Delhi Declaration: Top UN Security Council body calls for ‘zero tolerance’ towards terrorism
New Delhi: The UN Security Council’s Counter-Terrorism Committee on Saturday called on member-countries to ensure “zero tolerance” towards terrorist activities and vowed to deal with the scourge more vigorously at the end of its two-day special conclave in India.
The meeting, attended by representatives of 15 member countries of the UN Security Council and global counter-terror experts, adopted the “Delhi Declaration” listing the Council’s priorities in combating the challenge of terrorism and terror-financing.
In the document, the global body expressed concerns over the increasing use of Internet and other information and communications technologies, including social media platforms, for terrorist purposes.
It said innovations in financial technologies such as crowd funding platforms present a risk of being misused for terrorist-financing and noted with concern the increasing global misuse of unmanned aerial systems by terrorists to conduct attacks against on critical infrastructure.
The Counter Terror Council urged all member-states to ensure “zero tolerance” towards terrorism, consistent with their obligations under international laws, including human rights law, according to the declaration.
India hosted the meeting in its capacity as chair of the Committee.
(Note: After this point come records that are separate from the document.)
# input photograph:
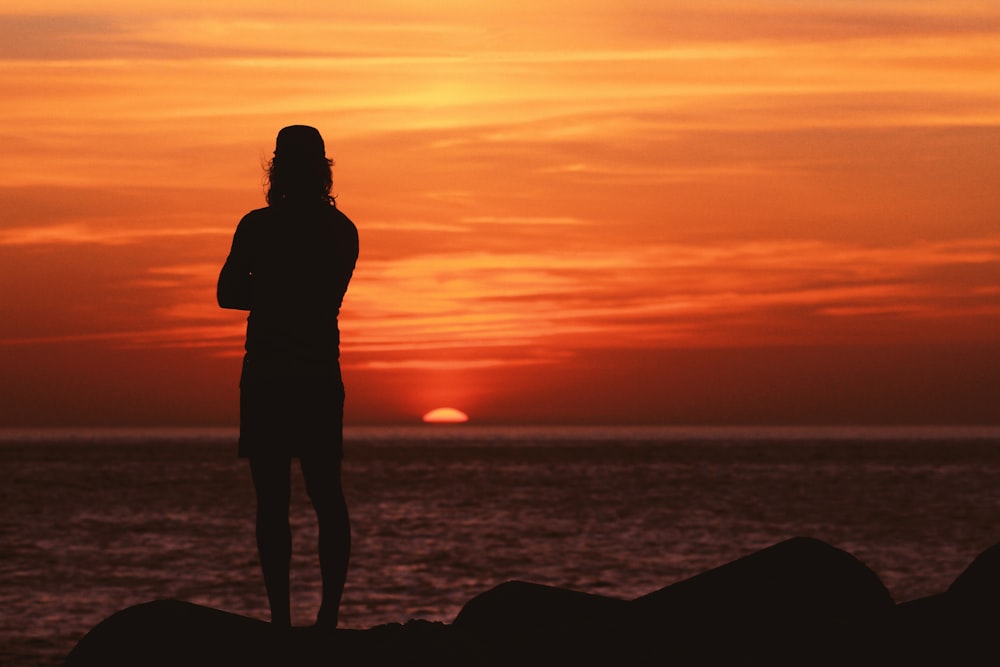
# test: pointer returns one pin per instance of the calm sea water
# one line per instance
(93, 522)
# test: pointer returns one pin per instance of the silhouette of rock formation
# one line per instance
(798, 602)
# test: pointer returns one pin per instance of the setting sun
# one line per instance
(445, 416)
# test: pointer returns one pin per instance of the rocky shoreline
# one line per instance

While the second and final day’s meeting took place in Delhi on Saturday, the first day’s events were held in Mumbai.
The meeting underlined the need for taking “urgent action” to counter terrorism in all its forms and manifestations through the full and effective implementation of various UN resolutions.
The Committee reaffirmed that terrorism in all forms constitutes “one of the most serious threats” to international peace and security, and vowed to contribute further to enhancing the effectiveness of the overall effort to fight the scourge on a global level.
It said terrorism should not be associated with any religion, nationality, civilization or ethnic group, and called on member states’ to continue their efforts towards the Comprehensive Convention on International Terrorism.
The Committee stressed the need to effectively counter terror groups like ISIL, also known as Daesh, and Al-Qaida, and their affiliates, and foil their attempts to incite and recruit others to commit terrorist acts.
It strongly condemned the “continued flow of weapons, military equipment, unmanned aerial systems and improvised explosive devices (IED) to and between ISIL, Al-Qaida, their affiliates and associated individuals and groups.
The Committee encouraged member states to prevent and disrupt procurement networks for such weapons and systems.
It also noted the importance of continuing discussions on the misuse of emerging technologies for terrorist purposes in other relevant international forums, including the G20.
While elaborating on various measures to contain terrorism, the committee, at the same time emphasised on the need for respecting human rights and fundamental freedoms.
The Committee emphasised the need for member states and CTED ( Counter-Terrorism Committee Executive Directorate) to continue cooperation with the private sector and civil society for more effective means to counter the use of new and emerging technologies for terrorist purposes.
It recognised the efforts of the UN-affiliated Tech Against Terrorism initiative to foster collaboration with representatives of the technology industry, including technology firms, civil society, academia, and government, to disrupt terrorists’ ability to use the Internet
The Committee also referred to relevant UN resolutions to emphasise the need for member states to develop counter-terrorist narratives and innovative technological solutions.
The Council recognised the ongoing work of the Financial Action Task Force (FATF) concerning virtual assets and virtual assets service providers (VASPs).
It also decided to work on recommendations on the three themes of the special meeting, namely ‘Countering Terrorist Exploitation of ICT and Emerging Technologies’, ‘Threats and opportunities related to new payment technologies and fundraising methods’ and ‘Threats posed by misuse of unmanned aerial systems (UAS) by terrorists’.
UN Secretary-General Antonio Guterres, in message to the meet, called for concerted global efforts to deal with the challenge of the use of new technologies by various terror groups.
“Terrorists and others posing hateful ideologies are abusing new and emerging technologies to spread disinformation, foment discord, recruit and radicalise (people), mobilise resources and execute attacks,” he said in his message that was read out at the meeting.